In 2008, it became the first state to pass controversial legislation allowing schools to stop teaching evolution in science lessons and instead focus on the “controversy” of the conflict between Darwinism and creationism. Since then, a similar bill has been passed in Tennessee and more are proposed for eight other states.

Two years after the new curriculum was approved in Louisiana, a student at Baton Rouge Magnet High School made it his final-year project to get the bill repealed. Zack Kopplin (pictured right) won support from Nobel prizewinning chemist Sir Harold Kroto, but attempts to get the bill overturned were voted down.

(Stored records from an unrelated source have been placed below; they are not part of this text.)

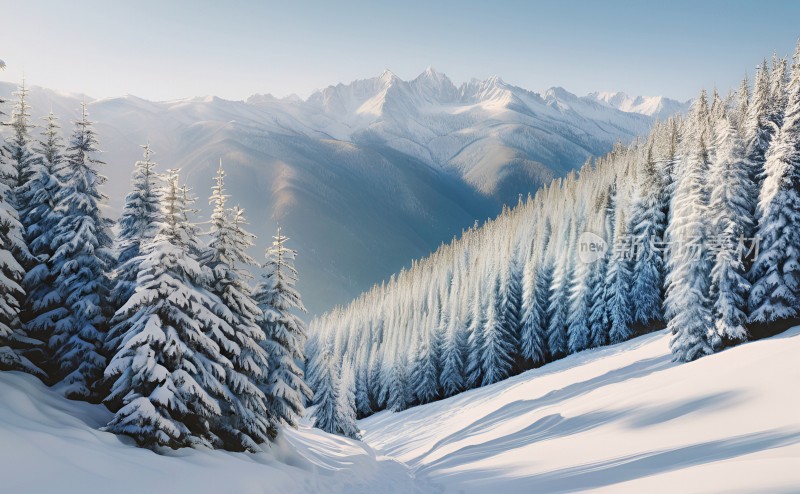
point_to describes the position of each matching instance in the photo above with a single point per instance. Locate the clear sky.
(174, 48)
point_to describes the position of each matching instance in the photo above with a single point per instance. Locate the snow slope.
(378, 171)
(49, 444)
(618, 419)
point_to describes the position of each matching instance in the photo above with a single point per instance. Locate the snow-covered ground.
(618, 419)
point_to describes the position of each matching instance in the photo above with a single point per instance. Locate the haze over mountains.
(368, 175)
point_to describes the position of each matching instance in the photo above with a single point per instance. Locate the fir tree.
(649, 223)
(687, 305)
(618, 278)
(171, 375)
(286, 334)
(252, 409)
(41, 192)
(80, 261)
(13, 339)
(496, 355)
(776, 271)
(346, 404)
(454, 346)
(731, 212)
(139, 223)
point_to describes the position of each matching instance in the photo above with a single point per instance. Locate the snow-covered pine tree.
(559, 299)
(41, 191)
(13, 249)
(170, 375)
(346, 404)
(18, 150)
(454, 346)
(535, 285)
(252, 413)
(81, 260)
(688, 308)
(775, 293)
(731, 210)
(425, 373)
(277, 298)
(497, 352)
(618, 279)
(326, 392)
(509, 298)
(397, 384)
(473, 371)
(649, 223)
(139, 223)
(758, 129)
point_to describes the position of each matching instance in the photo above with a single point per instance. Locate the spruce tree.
(252, 412)
(618, 279)
(688, 308)
(43, 294)
(497, 351)
(141, 217)
(454, 345)
(731, 211)
(13, 251)
(82, 257)
(649, 223)
(346, 404)
(175, 380)
(278, 299)
(775, 274)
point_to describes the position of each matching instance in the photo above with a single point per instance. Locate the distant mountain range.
(368, 175)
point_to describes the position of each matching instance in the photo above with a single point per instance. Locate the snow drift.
(618, 419)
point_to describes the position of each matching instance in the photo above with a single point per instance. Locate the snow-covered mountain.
(653, 106)
(362, 176)
(617, 419)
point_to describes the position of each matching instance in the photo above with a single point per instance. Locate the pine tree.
(496, 355)
(454, 345)
(618, 279)
(559, 304)
(474, 368)
(397, 385)
(535, 300)
(776, 272)
(346, 404)
(425, 374)
(19, 151)
(731, 212)
(326, 393)
(688, 308)
(171, 376)
(141, 217)
(649, 223)
(81, 259)
(13, 250)
(41, 191)
(277, 298)
(253, 412)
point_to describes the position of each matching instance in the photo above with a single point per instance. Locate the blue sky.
(173, 49)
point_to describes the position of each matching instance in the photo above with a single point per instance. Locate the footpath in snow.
(618, 419)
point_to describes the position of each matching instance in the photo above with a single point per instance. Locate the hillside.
(618, 419)
(378, 171)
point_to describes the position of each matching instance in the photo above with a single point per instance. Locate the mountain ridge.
(378, 171)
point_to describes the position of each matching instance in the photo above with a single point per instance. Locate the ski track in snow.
(617, 419)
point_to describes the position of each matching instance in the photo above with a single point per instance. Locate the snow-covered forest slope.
(617, 419)
(378, 171)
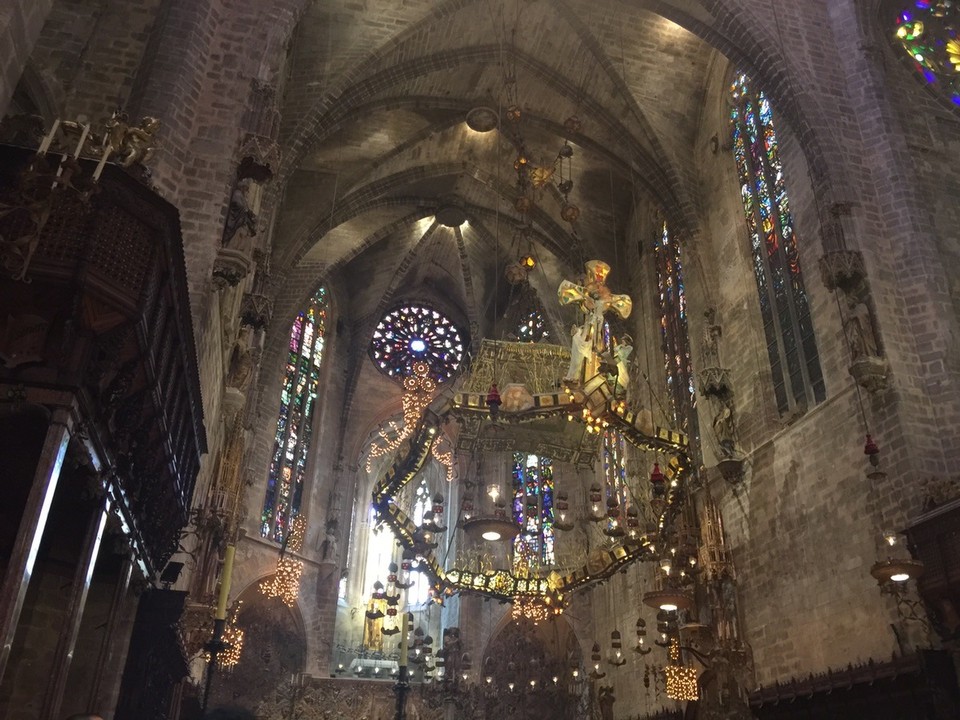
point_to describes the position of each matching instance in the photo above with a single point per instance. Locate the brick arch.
(373, 196)
(330, 111)
(645, 171)
(738, 35)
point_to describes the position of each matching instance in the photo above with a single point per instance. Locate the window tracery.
(927, 32)
(533, 327)
(416, 333)
(533, 508)
(294, 428)
(785, 310)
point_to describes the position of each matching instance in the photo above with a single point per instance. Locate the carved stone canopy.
(842, 269)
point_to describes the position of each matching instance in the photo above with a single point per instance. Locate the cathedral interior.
(479, 359)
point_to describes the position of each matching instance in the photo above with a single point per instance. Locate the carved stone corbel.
(235, 259)
(715, 386)
(843, 271)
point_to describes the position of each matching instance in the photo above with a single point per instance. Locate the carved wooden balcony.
(94, 297)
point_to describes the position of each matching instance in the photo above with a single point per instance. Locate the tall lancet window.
(294, 431)
(533, 508)
(674, 334)
(791, 345)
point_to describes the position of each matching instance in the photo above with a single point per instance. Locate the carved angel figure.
(130, 144)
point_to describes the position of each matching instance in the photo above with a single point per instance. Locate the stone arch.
(374, 196)
(521, 651)
(330, 111)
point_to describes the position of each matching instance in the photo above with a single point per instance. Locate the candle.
(83, 139)
(226, 575)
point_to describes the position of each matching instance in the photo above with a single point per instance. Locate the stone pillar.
(73, 614)
(32, 524)
(20, 25)
(107, 660)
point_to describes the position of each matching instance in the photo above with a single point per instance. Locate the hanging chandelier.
(592, 397)
(285, 584)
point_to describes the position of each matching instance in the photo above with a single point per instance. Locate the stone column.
(73, 614)
(108, 649)
(32, 524)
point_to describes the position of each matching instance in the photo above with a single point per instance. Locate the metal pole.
(216, 644)
(403, 686)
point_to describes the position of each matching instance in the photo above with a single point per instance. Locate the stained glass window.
(533, 508)
(927, 31)
(532, 328)
(785, 311)
(294, 430)
(674, 333)
(416, 332)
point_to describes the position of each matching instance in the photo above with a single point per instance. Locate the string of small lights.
(285, 584)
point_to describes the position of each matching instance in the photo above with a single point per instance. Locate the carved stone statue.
(710, 346)
(622, 354)
(243, 364)
(241, 219)
(858, 327)
(580, 351)
(724, 428)
(329, 551)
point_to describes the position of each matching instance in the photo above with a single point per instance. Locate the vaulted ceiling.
(375, 139)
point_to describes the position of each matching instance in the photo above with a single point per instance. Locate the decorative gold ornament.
(681, 679)
(418, 390)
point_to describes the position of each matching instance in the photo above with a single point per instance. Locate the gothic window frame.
(789, 334)
(293, 432)
(537, 536)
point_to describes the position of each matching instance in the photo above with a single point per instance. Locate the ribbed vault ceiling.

After a third repeal attempt narrowly failed earlier this month, Mr Kopplin, now 19, has put his college studies on hold for a year to work full-time on a new campaign: the Second Giant Leap for Humankind, which opposes anti-science legislation and is calling for a trillion-dollar, decade-long investment in science education.

Speaking to TES, Mr Kopplin shrugged off the latest setback, saying that the momentum is with the repeal movement. “We will repeal this law, one way or another. It will happen, maybe not this year, but next year or the year after,” he said. “There’s a chance to be on the right side of history or the wrong side of history.”

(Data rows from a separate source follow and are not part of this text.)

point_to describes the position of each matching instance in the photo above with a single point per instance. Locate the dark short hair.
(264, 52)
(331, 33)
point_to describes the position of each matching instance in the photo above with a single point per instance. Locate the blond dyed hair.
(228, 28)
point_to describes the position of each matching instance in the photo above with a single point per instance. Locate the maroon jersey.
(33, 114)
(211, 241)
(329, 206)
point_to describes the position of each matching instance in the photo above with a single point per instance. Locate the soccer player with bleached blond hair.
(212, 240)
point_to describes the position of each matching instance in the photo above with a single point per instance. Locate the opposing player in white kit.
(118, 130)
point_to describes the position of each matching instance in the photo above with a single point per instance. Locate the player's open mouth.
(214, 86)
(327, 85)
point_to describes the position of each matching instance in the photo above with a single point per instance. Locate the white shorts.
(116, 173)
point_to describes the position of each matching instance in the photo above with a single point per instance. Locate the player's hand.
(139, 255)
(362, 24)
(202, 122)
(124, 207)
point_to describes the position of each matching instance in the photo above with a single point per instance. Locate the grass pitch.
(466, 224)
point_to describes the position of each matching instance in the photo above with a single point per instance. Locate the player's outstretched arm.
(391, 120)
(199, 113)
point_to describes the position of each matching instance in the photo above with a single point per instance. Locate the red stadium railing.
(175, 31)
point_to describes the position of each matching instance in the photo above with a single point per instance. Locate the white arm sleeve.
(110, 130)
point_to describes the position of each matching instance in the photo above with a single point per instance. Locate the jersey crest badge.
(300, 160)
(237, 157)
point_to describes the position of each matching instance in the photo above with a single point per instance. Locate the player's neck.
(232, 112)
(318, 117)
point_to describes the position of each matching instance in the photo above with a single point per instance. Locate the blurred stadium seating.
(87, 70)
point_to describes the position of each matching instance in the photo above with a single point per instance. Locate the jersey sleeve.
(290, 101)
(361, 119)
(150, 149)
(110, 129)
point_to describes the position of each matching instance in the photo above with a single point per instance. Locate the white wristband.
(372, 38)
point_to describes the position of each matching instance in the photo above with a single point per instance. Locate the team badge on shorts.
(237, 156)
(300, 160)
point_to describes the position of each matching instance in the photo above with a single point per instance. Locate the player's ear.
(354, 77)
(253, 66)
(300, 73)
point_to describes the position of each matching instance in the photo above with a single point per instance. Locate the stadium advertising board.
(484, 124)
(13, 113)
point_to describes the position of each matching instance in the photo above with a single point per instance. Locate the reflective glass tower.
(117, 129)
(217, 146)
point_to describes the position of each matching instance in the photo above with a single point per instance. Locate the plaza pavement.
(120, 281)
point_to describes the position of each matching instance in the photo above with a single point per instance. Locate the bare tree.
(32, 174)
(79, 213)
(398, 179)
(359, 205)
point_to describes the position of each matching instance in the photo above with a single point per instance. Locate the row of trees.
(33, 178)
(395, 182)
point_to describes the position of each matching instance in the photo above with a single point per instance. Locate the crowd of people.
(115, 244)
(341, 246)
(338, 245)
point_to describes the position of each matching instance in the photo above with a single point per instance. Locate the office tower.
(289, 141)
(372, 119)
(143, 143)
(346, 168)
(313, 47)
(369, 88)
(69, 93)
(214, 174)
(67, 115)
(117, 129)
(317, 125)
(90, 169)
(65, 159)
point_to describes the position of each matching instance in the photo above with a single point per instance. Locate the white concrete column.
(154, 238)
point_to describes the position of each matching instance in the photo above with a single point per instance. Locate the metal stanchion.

The first repeal bill was rejected by the Louisiana State Senate Education Committee by five votes to one. In the second, the vote went two to one against, with most abstaining. This time, the committee voted three to two against.

“We are making progress. We are wearing them down; each year the votes get more close,” Mr Kopplin said. “They’re getting more worried about us.”

This year, the Discovery Institute, a pro-intelligent design thinktank based in Seattle, Washington, which created the model legislation used by Louisiana, felt the need to send a lobbyist.

Even the most liberal countries are not immune from clashes over evolution: in 2005, a Dutch education minister drew criticism from scientists for proposing the teaching of intelligent design to encourage debate between different religions.

In the UK, the rise of free schools, which can be set up by teachers, parents or charities and are exempt from following the national curriculum, has attracted interest from creationist groups. And members of the Discovery Institute have targeted UK schools, sending anti-Darwinist textbooks to their libraries.

But nowhere is the conflict as intense as it is in the US. And, according to Mr Kopplin, Louisiana is “ground zero” for the battle between creationism and science.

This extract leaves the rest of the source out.